Each time Ryan comes home from seminary, he’s physically, emotionally and spiritually exhausted. And, after two weeks with our two young boys (ages 5 and 3), I, too, am pretty beat. You would think, then, that we’d both just collapse the minute it’s over (like that’s an option!) but we usually do the exact opposite. We both talk non-stop, excitedly relating things that happened while we were apart. The conversation continues for hours, days, even weeks later I’m hearing details as Ryan remembers them. And I am genuinely interested in MOST of it…he, he, he! This extensive conversation is crucial. It’s our way of reminding the other that he/she is home and we no longer have to be “on”. Slowly, methodically we begin the process of reconnecting.

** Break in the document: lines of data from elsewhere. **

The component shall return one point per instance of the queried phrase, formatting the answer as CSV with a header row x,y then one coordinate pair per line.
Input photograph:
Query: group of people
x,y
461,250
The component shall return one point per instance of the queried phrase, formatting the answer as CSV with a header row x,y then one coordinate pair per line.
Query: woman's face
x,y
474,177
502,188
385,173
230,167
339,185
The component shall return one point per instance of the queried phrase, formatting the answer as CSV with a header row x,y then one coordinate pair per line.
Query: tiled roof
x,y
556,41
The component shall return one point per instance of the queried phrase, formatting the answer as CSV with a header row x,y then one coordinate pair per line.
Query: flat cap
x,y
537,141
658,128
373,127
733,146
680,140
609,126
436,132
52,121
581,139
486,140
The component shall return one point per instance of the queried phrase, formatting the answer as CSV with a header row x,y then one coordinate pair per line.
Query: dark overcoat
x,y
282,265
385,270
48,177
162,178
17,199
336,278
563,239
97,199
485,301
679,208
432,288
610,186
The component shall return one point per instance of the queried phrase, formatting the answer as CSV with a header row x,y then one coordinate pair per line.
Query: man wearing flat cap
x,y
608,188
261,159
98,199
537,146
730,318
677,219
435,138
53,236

Ryan has been traveling with his job as long as we’ve been married and, at first, I expected far too much of our phone conversations. While phone conversations ARE very important, for us we agree that they are strictly a chance to assure the other that all is well and that we are loved and missed. (That doesn’t mean I’ve stopped screaming at him tearfully during a mid-point, ill-timed call but at least we now have goals!) We both look forward to his return when we can resume our long conversations about everything and nothing as we slowly find our way back to “us”.
Last summer, we went to our first Lutheran Marriage Encounter (LME) retreat. Frankly, that weekend was so over-scheduled, intense and exhausting that we couldn’t wait for it to end!! Now, however, when I think back on that weekend, I realize I wouldn’t change a thing. I learned so much about how to really know my husband and how to allow him to know me. The new skill I value most is listening without judgment. I know married people who would freely share intimate life details with a stranger that he/she would never share with his/her spouse. Our fear of judgment and punishment can be really inhibitive. When I make it my goal to listen to Ryan fully, without trying to analyze or advise, I realize that I have only begun to know this man that I thought I knew inside and out. That’s intriguing! In turn, when I feel that he has truly listened to me, I am relieved, refreshed and renewed.

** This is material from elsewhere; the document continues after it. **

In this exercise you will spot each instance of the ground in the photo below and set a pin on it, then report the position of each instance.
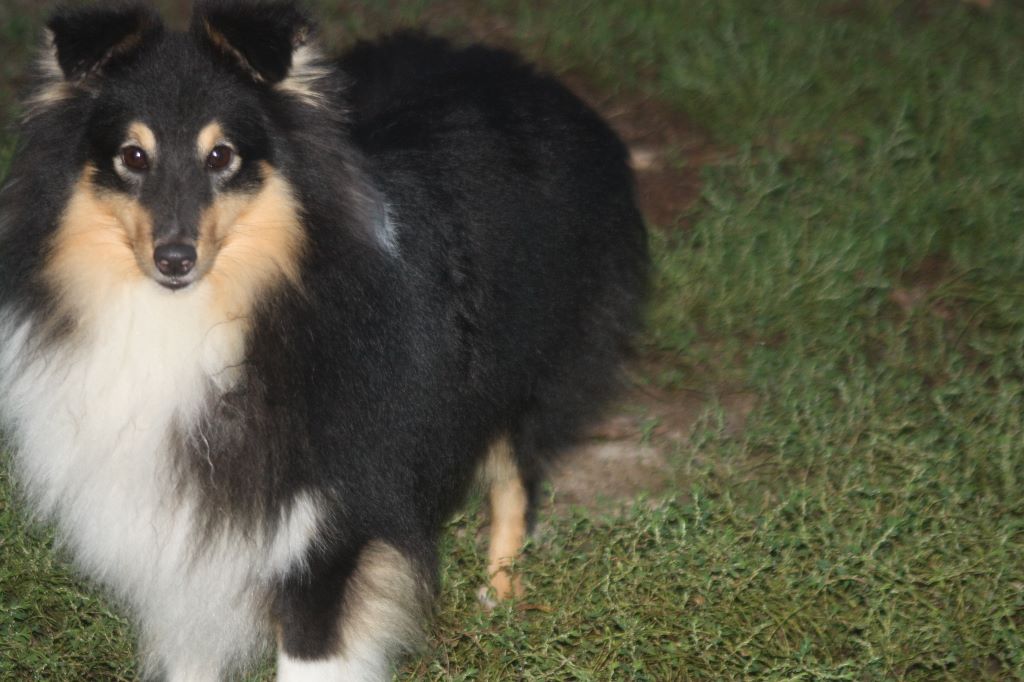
(816, 470)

So my best advice for welcoming your seminarian home (besides the obvious…wink, wink) is to listen fully. I feel compelled to share some of the discussion questions from my LME handbook. Remember that you are asked to retreat to separate rooms and spend 10 minutes (set a timer) journaling your answer to a question (non-stop writing even if/when it becomes senseless). Then, take 10 minutes together to read your responses and discuss or “dialogue“. Also, dialoguing is NOT for problem-solving! OK…here goes:
When I reflect on the gift you are to me, I feel____. How do I feel sharing this with you?
When have I experienced your acceptance of me this week? What feelings have I not shared with you this week because I thought you wouldn’t accept me?
Do I listen better to you or to others? How do I feel about my answer?